Water trading blockchain could go live by mid-year in far north Qld

By mid-2022, the group expects to create 1,000 farmers across the platform’s Mariba-Damboula Water Supply Scheme, which is designed to show real-time water prices from authorized vendors. The total water entitlement in the region is 204,424 megalitres.

The partnership also includes FNQ Growers, which represents growers, and advisory firm Inclusive Growth Partners.

Multiple operators

As it stands, water markets are currently run by multiple operators with different rules and hard-to-access data, and farmers are rarely shown the actual price they are paying for water.

An intermediary industry of water brokers, trying to connect buyers and sellers, has sprung up, inflating costs for drought-stricken farmers with few avenues to negotiate.

The partnership is following a pilot program in 2020 aimed at determining whether blockchain technology, which powers a distributed ledger, is the right tool to improve transparency in Australian water markets.

“We are removing double spending on these real-world assets so we can calculate how much water we have, how much water we share and how much we use,” said Ms Donaghy.

Atherton Tablelands irrigation devices tested the new Water Ledger platform throughout 2020, and the company claims it has reduced trade times from months to days.
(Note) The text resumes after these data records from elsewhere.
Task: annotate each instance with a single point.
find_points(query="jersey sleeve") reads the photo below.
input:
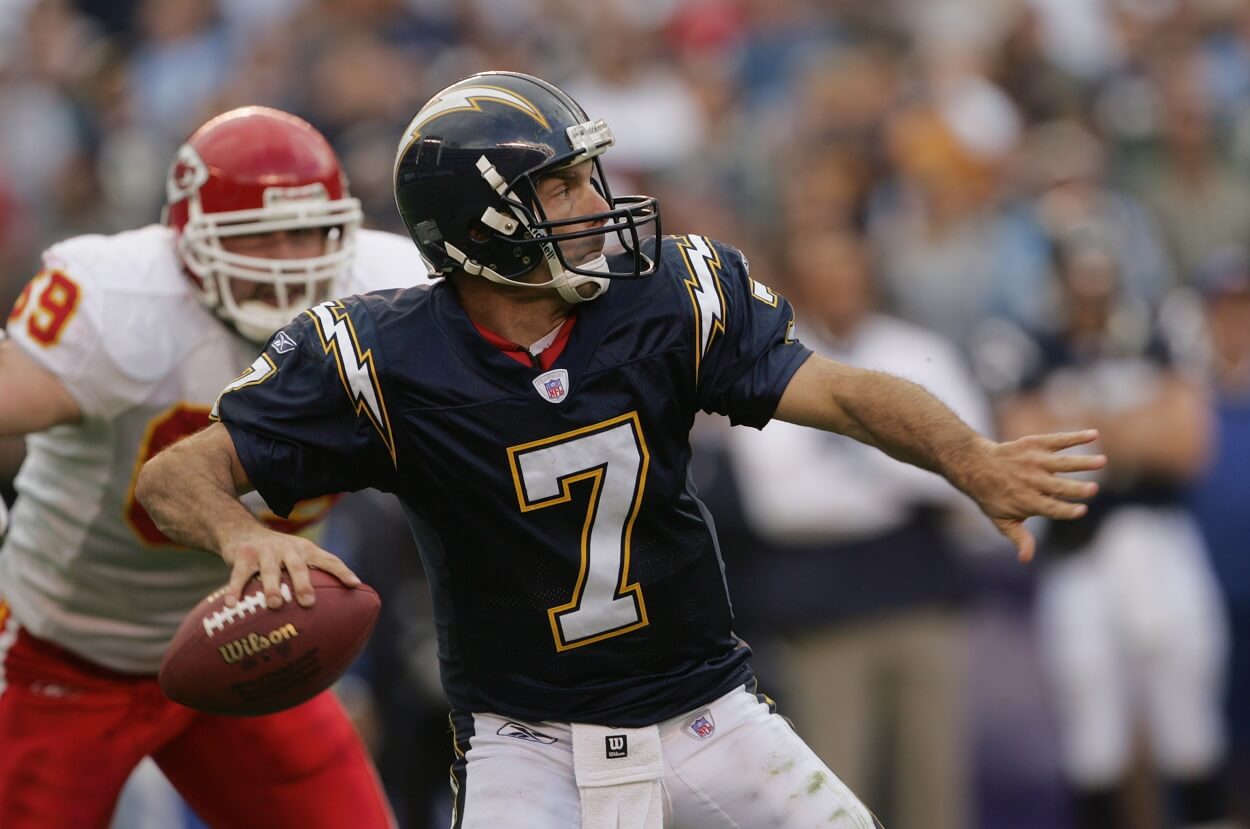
(744, 330)
(308, 418)
(59, 323)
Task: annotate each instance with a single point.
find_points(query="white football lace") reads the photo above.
(248, 605)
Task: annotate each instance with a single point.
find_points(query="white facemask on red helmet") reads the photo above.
(258, 170)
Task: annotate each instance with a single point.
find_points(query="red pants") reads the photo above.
(71, 733)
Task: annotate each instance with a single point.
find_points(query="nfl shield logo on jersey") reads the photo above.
(703, 725)
(553, 385)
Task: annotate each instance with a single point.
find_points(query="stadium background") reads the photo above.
(936, 133)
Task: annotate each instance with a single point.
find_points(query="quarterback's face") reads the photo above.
(570, 193)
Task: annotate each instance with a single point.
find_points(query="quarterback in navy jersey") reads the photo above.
(595, 590)
(535, 425)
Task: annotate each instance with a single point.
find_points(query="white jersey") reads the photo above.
(115, 320)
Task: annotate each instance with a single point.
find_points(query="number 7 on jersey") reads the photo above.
(613, 458)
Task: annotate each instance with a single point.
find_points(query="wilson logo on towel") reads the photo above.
(618, 747)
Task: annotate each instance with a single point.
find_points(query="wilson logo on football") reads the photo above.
(249, 604)
(255, 643)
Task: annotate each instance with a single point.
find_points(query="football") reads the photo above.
(250, 659)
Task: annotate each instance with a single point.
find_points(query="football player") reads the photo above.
(118, 348)
(533, 413)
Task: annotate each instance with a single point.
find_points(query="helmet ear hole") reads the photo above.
(468, 164)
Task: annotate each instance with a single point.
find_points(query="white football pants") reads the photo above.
(733, 764)
(1131, 629)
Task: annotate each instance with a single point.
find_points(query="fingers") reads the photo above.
(335, 567)
(1074, 463)
(316, 558)
(240, 574)
(269, 555)
(1023, 539)
(1061, 440)
(1068, 488)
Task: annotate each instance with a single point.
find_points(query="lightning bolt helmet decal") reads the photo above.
(465, 185)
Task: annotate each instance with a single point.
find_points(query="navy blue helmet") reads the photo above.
(465, 178)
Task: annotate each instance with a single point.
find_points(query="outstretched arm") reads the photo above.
(190, 489)
(1010, 482)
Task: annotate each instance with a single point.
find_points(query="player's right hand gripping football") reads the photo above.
(268, 553)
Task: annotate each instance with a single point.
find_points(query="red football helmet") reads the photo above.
(258, 170)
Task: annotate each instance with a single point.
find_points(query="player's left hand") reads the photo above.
(261, 552)
(1023, 478)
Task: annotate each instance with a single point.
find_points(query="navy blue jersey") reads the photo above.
(575, 575)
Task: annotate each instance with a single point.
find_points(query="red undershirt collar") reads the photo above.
(545, 358)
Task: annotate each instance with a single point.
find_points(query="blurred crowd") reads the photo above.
(1038, 208)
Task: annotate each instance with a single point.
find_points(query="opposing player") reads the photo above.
(118, 348)
(533, 413)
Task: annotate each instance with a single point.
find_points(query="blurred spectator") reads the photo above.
(1220, 499)
(1129, 618)
(1201, 199)
(393, 689)
(950, 255)
(863, 575)
(184, 55)
(1065, 165)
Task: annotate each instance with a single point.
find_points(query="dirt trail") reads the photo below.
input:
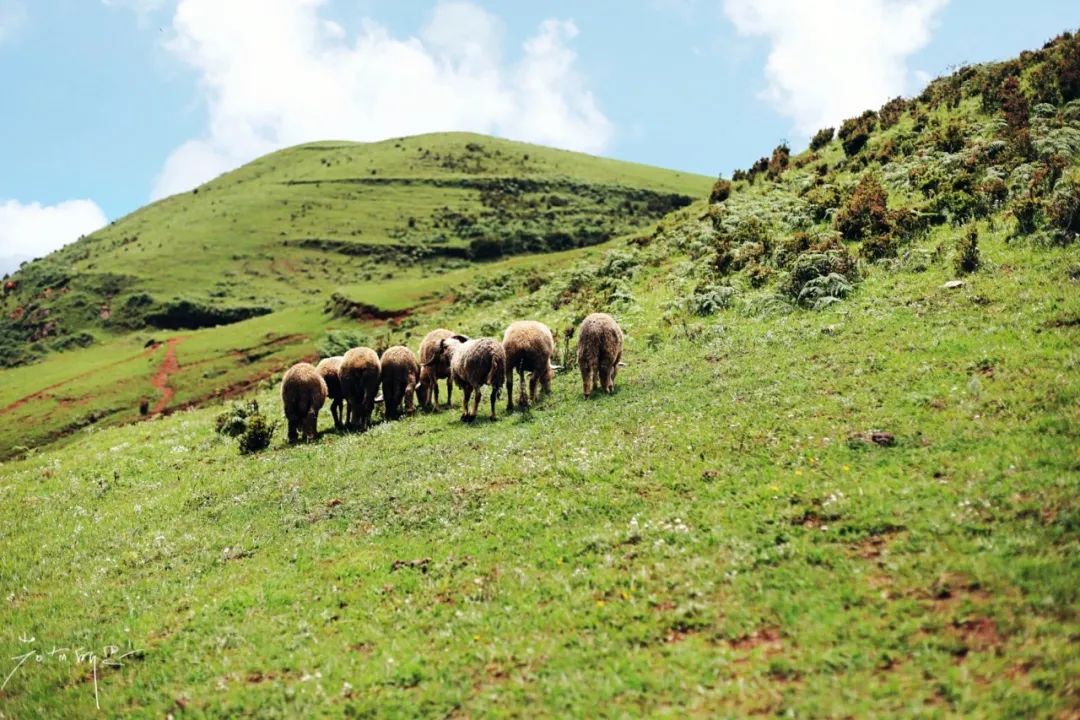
(167, 367)
(44, 391)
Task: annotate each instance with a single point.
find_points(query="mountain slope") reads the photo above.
(838, 476)
(310, 218)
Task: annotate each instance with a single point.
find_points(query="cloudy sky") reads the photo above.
(110, 104)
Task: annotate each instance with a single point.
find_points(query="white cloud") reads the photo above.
(12, 17)
(34, 230)
(275, 72)
(831, 59)
(142, 8)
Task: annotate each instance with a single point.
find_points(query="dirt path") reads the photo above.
(160, 381)
(44, 391)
Previously, it could take months to obtain approval for a trade from a market operator, while trades on the blockchain take seconds and the last traded price is published in real time.
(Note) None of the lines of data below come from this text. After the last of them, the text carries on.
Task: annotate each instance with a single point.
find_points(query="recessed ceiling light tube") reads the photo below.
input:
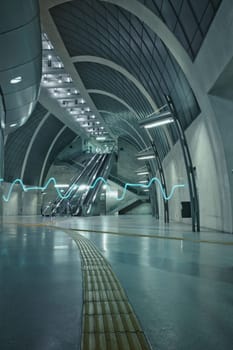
(100, 138)
(149, 156)
(16, 80)
(143, 173)
(159, 123)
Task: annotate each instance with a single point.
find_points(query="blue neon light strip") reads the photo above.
(75, 187)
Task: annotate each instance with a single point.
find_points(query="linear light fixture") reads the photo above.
(157, 120)
(143, 173)
(100, 138)
(143, 157)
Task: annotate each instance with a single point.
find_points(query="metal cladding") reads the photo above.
(20, 60)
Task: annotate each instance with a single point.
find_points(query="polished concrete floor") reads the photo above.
(179, 283)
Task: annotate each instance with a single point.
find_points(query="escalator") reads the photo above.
(81, 194)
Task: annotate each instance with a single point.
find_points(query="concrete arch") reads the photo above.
(114, 97)
(48, 153)
(120, 69)
(101, 92)
(31, 144)
(159, 28)
(131, 126)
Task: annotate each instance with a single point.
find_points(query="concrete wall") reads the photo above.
(142, 209)
(207, 179)
(20, 203)
(210, 136)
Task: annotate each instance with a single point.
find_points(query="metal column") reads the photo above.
(194, 202)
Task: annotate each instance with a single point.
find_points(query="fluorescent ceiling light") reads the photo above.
(143, 173)
(100, 138)
(158, 123)
(149, 156)
(16, 80)
(83, 187)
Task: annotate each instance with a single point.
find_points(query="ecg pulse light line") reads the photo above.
(75, 187)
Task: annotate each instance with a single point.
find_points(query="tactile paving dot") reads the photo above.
(109, 322)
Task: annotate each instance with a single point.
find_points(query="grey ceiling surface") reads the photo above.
(17, 144)
(65, 138)
(108, 104)
(101, 29)
(39, 150)
(98, 28)
(189, 20)
(100, 77)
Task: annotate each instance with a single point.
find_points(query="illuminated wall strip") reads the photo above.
(48, 153)
(74, 187)
(31, 143)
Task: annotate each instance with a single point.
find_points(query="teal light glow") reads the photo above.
(75, 187)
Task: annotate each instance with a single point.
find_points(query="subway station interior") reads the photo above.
(116, 174)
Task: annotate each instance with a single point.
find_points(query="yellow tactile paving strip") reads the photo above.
(126, 234)
(109, 322)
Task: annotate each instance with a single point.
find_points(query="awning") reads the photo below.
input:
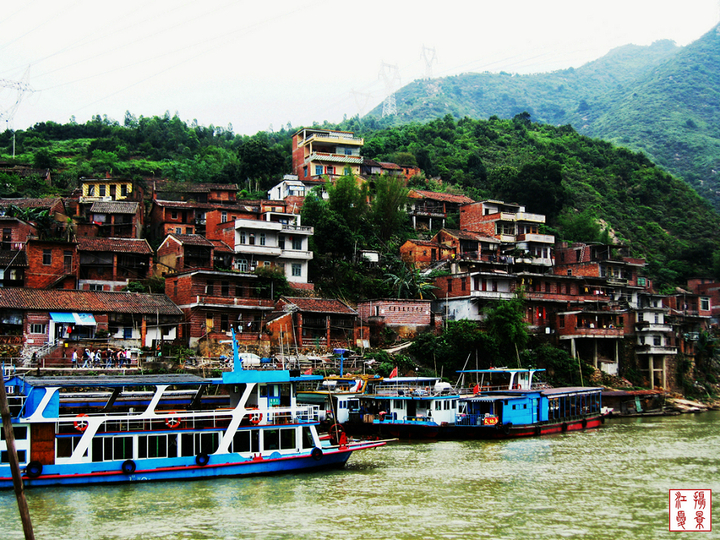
(62, 317)
(81, 319)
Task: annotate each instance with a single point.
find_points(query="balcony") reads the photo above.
(655, 350)
(333, 137)
(331, 157)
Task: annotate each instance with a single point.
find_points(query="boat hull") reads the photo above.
(229, 465)
(414, 430)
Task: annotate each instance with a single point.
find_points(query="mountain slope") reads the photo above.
(661, 100)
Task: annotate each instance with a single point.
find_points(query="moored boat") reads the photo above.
(247, 422)
(503, 403)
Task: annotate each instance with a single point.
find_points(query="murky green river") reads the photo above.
(611, 483)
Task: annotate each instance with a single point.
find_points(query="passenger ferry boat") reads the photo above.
(246, 423)
(503, 403)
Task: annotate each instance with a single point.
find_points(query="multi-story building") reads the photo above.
(318, 153)
(213, 303)
(110, 264)
(278, 240)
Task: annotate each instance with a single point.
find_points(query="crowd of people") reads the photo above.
(106, 358)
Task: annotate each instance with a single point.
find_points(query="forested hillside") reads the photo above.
(588, 189)
(662, 100)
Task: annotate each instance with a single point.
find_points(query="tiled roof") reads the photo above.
(469, 235)
(446, 197)
(115, 207)
(320, 305)
(195, 188)
(12, 258)
(86, 301)
(192, 239)
(221, 247)
(31, 203)
(116, 245)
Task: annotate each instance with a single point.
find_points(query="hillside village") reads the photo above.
(67, 281)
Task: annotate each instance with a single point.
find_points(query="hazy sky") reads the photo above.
(257, 64)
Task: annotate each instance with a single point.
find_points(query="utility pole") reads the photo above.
(21, 87)
(14, 464)
(390, 74)
(430, 58)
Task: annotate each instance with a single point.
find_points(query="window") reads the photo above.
(38, 328)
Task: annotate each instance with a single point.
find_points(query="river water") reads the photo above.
(610, 483)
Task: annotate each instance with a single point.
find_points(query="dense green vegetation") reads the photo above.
(662, 100)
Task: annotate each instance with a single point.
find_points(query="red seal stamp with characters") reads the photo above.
(690, 510)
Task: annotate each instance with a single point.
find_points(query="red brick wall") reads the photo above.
(39, 275)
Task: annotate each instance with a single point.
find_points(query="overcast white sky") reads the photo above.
(256, 64)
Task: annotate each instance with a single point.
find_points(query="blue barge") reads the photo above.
(246, 423)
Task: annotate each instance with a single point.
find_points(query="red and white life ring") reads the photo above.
(80, 422)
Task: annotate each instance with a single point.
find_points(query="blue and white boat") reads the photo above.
(503, 403)
(246, 423)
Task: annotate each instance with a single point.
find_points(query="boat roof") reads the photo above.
(501, 370)
(179, 379)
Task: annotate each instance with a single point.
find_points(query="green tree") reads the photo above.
(387, 208)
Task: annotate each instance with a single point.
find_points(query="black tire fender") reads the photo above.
(128, 467)
(33, 469)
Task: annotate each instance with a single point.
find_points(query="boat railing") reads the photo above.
(184, 419)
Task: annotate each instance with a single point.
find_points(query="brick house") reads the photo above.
(312, 323)
(428, 210)
(52, 264)
(109, 264)
(45, 317)
(117, 219)
(184, 252)
(214, 302)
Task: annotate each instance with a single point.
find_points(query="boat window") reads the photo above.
(21, 454)
(287, 439)
(65, 446)
(308, 441)
(241, 441)
(20, 433)
(271, 439)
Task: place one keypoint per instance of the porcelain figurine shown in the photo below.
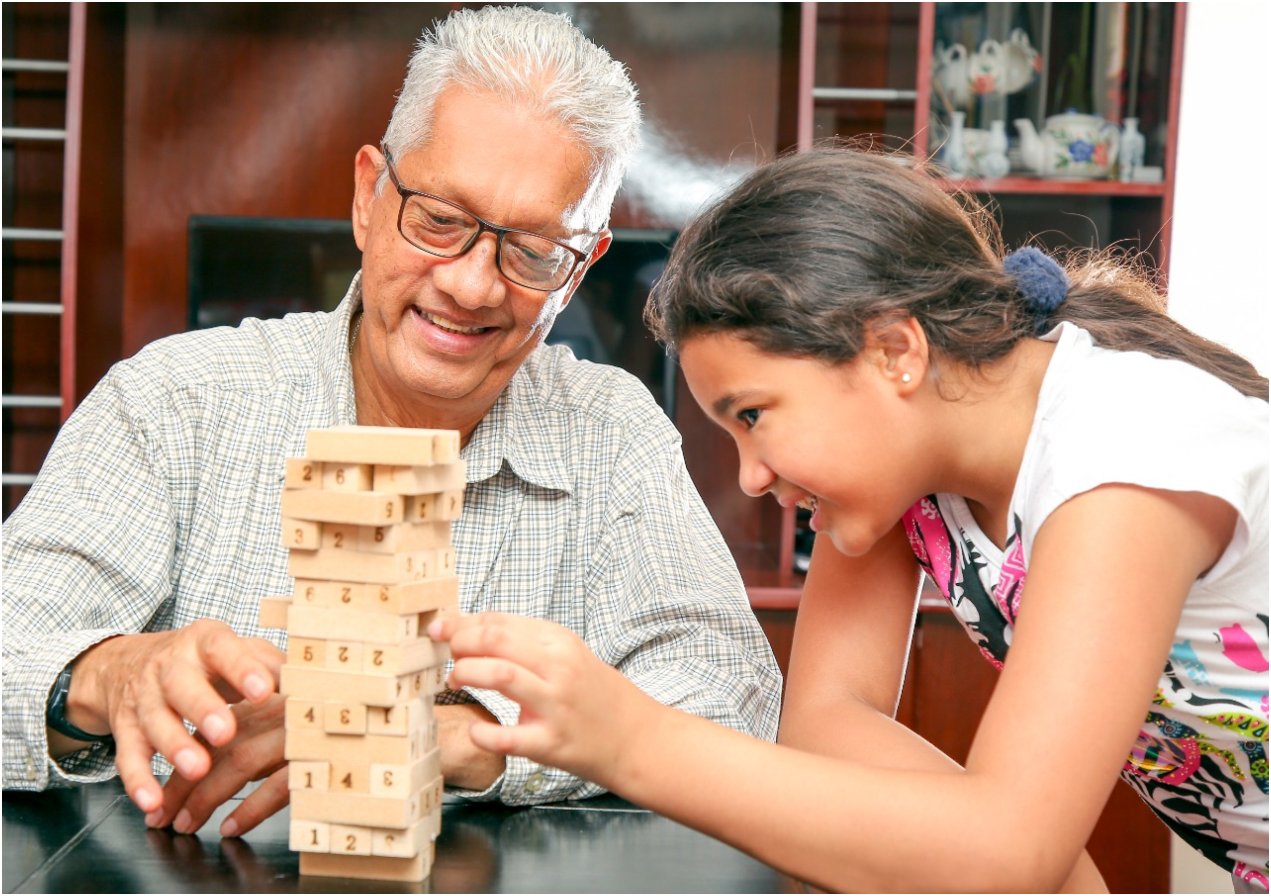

Blockchain is an emerging way for industries and governments to conduct and verify transactions, streamline processes and reduce the potential for error and fraud.
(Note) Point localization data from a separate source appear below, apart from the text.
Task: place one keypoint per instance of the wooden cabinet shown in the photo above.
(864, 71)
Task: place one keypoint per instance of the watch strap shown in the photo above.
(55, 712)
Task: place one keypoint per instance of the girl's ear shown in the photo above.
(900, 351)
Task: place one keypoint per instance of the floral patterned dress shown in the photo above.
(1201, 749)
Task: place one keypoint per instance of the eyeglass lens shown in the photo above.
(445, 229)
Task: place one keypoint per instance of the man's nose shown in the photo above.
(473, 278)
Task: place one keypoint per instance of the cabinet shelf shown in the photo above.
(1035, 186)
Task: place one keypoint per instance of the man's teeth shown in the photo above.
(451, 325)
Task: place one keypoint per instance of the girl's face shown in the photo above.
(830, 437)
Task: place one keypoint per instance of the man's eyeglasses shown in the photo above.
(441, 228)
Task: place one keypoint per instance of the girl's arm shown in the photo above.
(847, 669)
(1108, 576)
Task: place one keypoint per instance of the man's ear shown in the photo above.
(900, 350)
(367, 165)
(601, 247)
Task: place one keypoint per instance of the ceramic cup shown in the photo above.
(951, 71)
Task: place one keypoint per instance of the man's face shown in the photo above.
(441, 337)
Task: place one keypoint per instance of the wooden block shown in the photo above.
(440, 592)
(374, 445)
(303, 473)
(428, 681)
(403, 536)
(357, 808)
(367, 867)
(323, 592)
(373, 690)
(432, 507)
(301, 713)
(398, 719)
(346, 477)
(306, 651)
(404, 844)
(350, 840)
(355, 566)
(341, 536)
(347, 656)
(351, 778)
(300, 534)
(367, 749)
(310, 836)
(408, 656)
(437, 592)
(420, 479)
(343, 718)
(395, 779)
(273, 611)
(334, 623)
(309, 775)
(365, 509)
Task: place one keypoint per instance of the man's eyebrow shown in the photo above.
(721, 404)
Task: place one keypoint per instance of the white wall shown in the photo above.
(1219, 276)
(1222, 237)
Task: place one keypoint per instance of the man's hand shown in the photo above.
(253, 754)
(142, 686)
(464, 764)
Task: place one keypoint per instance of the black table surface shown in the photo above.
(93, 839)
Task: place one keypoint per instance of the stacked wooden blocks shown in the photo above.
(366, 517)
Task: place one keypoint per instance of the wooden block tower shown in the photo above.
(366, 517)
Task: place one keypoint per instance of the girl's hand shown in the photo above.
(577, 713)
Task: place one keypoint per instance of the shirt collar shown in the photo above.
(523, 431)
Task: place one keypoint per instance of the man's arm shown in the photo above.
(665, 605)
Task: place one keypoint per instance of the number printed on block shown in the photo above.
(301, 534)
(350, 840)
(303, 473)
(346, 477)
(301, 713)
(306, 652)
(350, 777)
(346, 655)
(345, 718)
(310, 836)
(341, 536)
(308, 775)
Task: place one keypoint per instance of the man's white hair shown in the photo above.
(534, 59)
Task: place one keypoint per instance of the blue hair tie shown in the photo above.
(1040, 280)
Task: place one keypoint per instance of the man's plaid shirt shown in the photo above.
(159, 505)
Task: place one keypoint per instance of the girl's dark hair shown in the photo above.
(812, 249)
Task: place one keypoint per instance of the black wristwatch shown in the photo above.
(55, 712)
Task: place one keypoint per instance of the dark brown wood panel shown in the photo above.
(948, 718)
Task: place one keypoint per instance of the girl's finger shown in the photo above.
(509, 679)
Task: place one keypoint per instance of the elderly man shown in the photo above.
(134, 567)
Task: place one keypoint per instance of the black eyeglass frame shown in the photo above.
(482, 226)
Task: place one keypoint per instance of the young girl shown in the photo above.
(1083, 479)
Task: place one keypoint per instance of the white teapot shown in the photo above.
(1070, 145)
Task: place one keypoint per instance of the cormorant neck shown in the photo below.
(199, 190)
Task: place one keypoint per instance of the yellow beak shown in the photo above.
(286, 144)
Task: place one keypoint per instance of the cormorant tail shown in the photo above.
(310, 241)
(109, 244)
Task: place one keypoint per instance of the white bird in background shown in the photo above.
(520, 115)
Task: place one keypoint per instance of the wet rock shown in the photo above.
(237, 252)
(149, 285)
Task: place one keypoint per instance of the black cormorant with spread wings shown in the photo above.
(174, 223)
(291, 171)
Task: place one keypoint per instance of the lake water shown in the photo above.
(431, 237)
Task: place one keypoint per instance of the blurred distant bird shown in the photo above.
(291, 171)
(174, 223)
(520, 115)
Using smart contracts, the Water Ledger can capture metadata about water licenses – who owns them and assign them – and then automates tracking of licenses, deals, order books, and historical transactions.

Ann Stonzner, chief executive of the Center for Cooperative Research, noted the need for investment security and certainty across northern Australia, which has been undermined by the opaque water trade amid a prolonged drought.

“Our goal is water markets that implement transparent governance frameworks and support the sustainable economic development of Northern Australia,” she said.

“CRCNA and Civic Ledger are working together to roll out the Water Ledger in [Mareeba-Dimbulah irrigation area] As a “strategic research test bed” that can be applied across northern Australia to account for real-time continuous water and farm-led trade. “

Cassian Drew, Managing Partner, Inclusive Growth Partners, said: “We expect to develop new economic opportunities in northern Australia by strengthening water market governance and participation.

“Our investment and governance platform will support farmers, Indigenous Australians and investors to create and share new opportunities in Water Ledger and the work of FNQ Growers and CRCNA.”

The transfer of the Mribah Damboula water supply scheme to the ledger is expected to be completed during the second quarter of 2022, and the results of the project are due to be published at the end of the year.